14日にトレードが決まり、発表されたばかり。「昨日はちょっと、メシ食えなかったです。夜ご飯しか食ってないです。でももう切り替えてやれています」と青天のへきれきだった前日を振り返った。

練習後にはほぼ全員のファンのサイン、写真撮影の求めに応じた。ひときわ多い歓声を浴びて「いつもそんなことないですけどね(笑い)。今日は、泣いてくれたファンもいましたし、寂しいっすね…」と感謝した。

仲の良かった後輩の高橋遥人投手(30)からは抱っこされるように持ち上げられた。ともにトミー・ジョン手術の経験者だ。

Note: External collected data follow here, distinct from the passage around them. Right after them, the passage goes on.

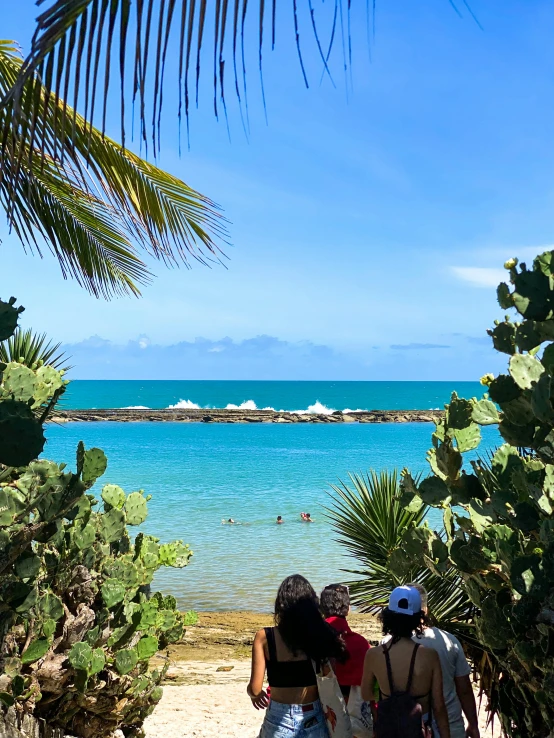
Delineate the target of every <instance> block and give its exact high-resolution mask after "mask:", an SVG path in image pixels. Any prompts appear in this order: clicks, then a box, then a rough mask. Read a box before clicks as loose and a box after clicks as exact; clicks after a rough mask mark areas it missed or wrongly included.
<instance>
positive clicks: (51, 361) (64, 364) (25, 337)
mask: <svg viewBox="0 0 554 738" xmlns="http://www.w3.org/2000/svg"><path fill="white" fill-rule="evenodd" d="M60 347H61V343H53V342H52V341H49V340H48V339H47V336H46V333H34V332H33V330H32V329H31V328H26V329H25V330H23V329H21V328H18V329H17V330H16V331H15V333H14V334H13V336H12V337H11V338H8V340H7V341H2V342H0V363H4V364H7V363H9V362H10V361H17V362H18V363H19V364H24V365H25V366H28V367H32V366H33V365H34V364H38V363H39V362H42V363H43V364H46V365H47V366H52V367H54V369H57V370H60V369H62V370H63V371H66V372H67V371H69V369H71V367H70V365H69V364H68V363H67V360H68V357H67V355H66V354H65V353H64V352H63V351H60Z"/></svg>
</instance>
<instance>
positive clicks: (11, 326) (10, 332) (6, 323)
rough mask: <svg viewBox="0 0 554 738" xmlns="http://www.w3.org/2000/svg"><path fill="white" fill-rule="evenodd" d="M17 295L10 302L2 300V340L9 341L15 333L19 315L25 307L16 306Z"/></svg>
mask: <svg viewBox="0 0 554 738" xmlns="http://www.w3.org/2000/svg"><path fill="white" fill-rule="evenodd" d="M15 302H16V300H15V297H10V299H9V300H8V302H2V300H0V341H7V340H8V339H9V338H11V336H12V335H13V334H14V333H15V329H16V328H17V321H18V320H19V316H20V315H21V313H22V312H23V310H24V309H25V308H22V307H18V308H16V307H15Z"/></svg>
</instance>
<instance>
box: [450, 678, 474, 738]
mask: <svg viewBox="0 0 554 738" xmlns="http://www.w3.org/2000/svg"><path fill="white" fill-rule="evenodd" d="M454 683H455V685H456V694H457V695H458V699H459V700H460V704H461V706H462V710H463V713H464V715H465V716H466V720H467V722H468V725H467V729H466V736H467V738H480V733H479V720H478V718H477V705H476V704H475V693H474V691H473V687H472V685H471V679H470V678H469V674H468V675H467V676H463V677H455V679H454Z"/></svg>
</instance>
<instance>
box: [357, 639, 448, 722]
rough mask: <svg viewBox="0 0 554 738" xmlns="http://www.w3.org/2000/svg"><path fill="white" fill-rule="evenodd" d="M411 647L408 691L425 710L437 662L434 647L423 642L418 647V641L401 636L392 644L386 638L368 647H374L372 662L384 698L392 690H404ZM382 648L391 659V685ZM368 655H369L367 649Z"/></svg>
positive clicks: (386, 661) (368, 655)
mask: <svg viewBox="0 0 554 738" xmlns="http://www.w3.org/2000/svg"><path fill="white" fill-rule="evenodd" d="M414 648H416V655H415V661H414V668H413V674H412V683H411V685H410V689H409V693H410V694H411V695H413V696H414V697H417V698H418V702H419V703H420V704H421V708H422V710H423V712H424V713H426V712H428V710H429V698H430V693H431V688H432V683H433V671H434V669H435V668H436V664H437V654H436V652H435V651H433V649H431V648H426V647H425V646H419V647H417V644H414V643H413V642H411V641H408V640H406V639H404V638H403V639H401V640H399V641H398V642H397V643H394V644H391V642H390V641H389V642H388V643H386V644H383V645H382V646H379V647H377V648H374V649H371V651H373V653H372V654H371V657H372V661H371V666H372V669H373V673H374V674H375V677H376V679H377V682H378V684H379V689H380V690H381V696H382V697H383V698H384V699H385V698H387V697H388V696H390V694H391V692H392V691H397V692H404V691H406V689H407V686H408V677H409V672H410V665H411V662H412V658H413V656H414ZM385 651H386V653H387V654H388V656H389V660H390V667H391V672H392V678H393V682H394V684H393V685H391V684H390V682H389V676H388V670H387V661H386V653H385ZM367 658H368V659H369V658H370V656H369V652H368V656H367Z"/></svg>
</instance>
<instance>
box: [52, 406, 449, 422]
mask: <svg viewBox="0 0 554 738" xmlns="http://www.w3.org/2000/svg"><path fill="white" fill-rule="evenodd" d="M442 415H443V411H442V410H363V411H362V410H360V411H356V412H349V413H343V412H342V411H340V410H337V411H335V412H333V413H330V414H317V413H293V412H287V411H283V410H227V409H221V410H205V409H168V410H146V409H121V410H119V409H118V410H63V411H58V412H57V413H56V415H55V417H53V418H52V422H54V423H56V422H58V423H64V422H65V423H66V422H69V421H73V422H77V421H80V422H98V421H106V420H108V421H115V422H117V423H137V422H147V421H151V422H155V423H163V422H165V423H429V422H431V421H433V420H434V419H435V418H440V417H441V416H442Z"/></svg>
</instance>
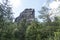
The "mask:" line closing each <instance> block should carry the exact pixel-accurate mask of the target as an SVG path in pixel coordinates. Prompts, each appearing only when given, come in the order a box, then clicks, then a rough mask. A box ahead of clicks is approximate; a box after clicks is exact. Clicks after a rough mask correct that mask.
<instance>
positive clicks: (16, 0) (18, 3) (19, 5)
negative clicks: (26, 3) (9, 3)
mask: <svg viewBox="0 0 60 40" xmlns="http://www.w3.org/2000/svg"><path fill="white" fill-rule="evenodd" d="M10 2H11V5H12V6H13V7H18V6H20V5H21V0H10Z"/></svg>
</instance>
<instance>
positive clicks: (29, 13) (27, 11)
mask: <svg viewBox="0 0 60 40" xmlns="http://www.w3.org/2000/svg"><path fill="white" fill-rule="evenodd" d="M23 19H26V21H27V22H31V21H33V20H35V10H34V9H25V10H24V11H23V12H21V13H20V15H19V16H18V17H17V18H16V19H15V22H20V21H22V20H23Z"/></svg>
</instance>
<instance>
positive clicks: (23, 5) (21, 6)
mask: <svg viewBox="0 0 60 40" xmlns="http://www.w3.org/2000/svg"><path fill="white" fill-rule="evenodd" d="M11 3H12V6H13V12H14V13H15V14H14V17H17V16H19V15H20V13H21V12H22V11H24V9H26V8H32V9H35V16H36V17H38V15H39V13H38V11H39V10H40V8H41V7H42V6H43V5H44V4H45V3H46V0H43V1H42V0H11Z"/></svg>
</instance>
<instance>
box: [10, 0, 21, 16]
mask: <svg viewBox="0 0 60 40" xmlns="http://www.w3.org/2000/svg"><path fill="white" fill-rule="evenodd" d="M10 4H11V5H12V10H13V12H14V13H15V14H14V17H17V16H18V15H19V10H20V7H21V6H22V1H21V0H10Z"/></svg>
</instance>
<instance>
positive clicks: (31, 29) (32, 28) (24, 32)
mask: <svg viewBox="0 0 60 40" xmlns="http://www.w3.org/2000/svg"><path fill="white" fill-rule="evenodd" d="M56 10H58V11H59V12H56V13H57V14H58V13H60V7H58V8H57V9H56ZM49 11H50V9H49V8H48V7H45V6H43V7H42V8H41V10H40V11H39V13H40V15H39V18H40V19H42V21H43V22H39V21H38V20H35V21H32V22H31V23H27V22H26V20H25V19H24V20H23V21H21V22H19V23H17V22H13V19H14V17H13V12H12V8H11V6H10V5H8V0H6V2H3V3H0V40H60V17H59V16H54V17H53V18H54V19H51V18H50V16H51V15H53V14H54V13H53V11H51V12H50V13H51V14H49Z"/></svg>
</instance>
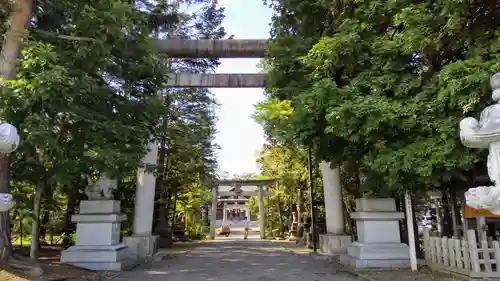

「後輩というか、もう友だちみたいな。遥人には僕もいろいろ野球のこととか聞いたりもしました」

阪神の後輩にはトミー・ジョン手術の経験者が多い。今、必死に復帰の道を歩んでいる下村海翔投手(23)の相談相手になっている。心の底から気にかけている様子が印象的だった。

「僕も苦しんだり、すんなりいかなかったので。僕の話、ちょっとは参考になることもあるのかなと。すんなりいった人よりはいろいろ気持ちも分かる。やっぱり、トミー・ジョンはやった人にしか分からない苦しみがあるので、そこは心配っていうか」と後輩をおもんぱかった。

同じくTJ手術を経験した現役時代の藤川球児監督(45)の影響が大きいという。

「(下村には)これから絶対良くなるって、普段から言っています。今は苦しいかもしれないけど。絶対に。自分も監督にずっと言われていたので。ほぼ毎日、しんどい時に連絡とかして『ちょっと良くならないです』みたいな感じで。それでもずっと『俺もそれやったから』みたいに言われていた。それが一番の支えだった。してもらったことをやっぱり、後輩に返していきたいなと思います」と温かい目を向けた。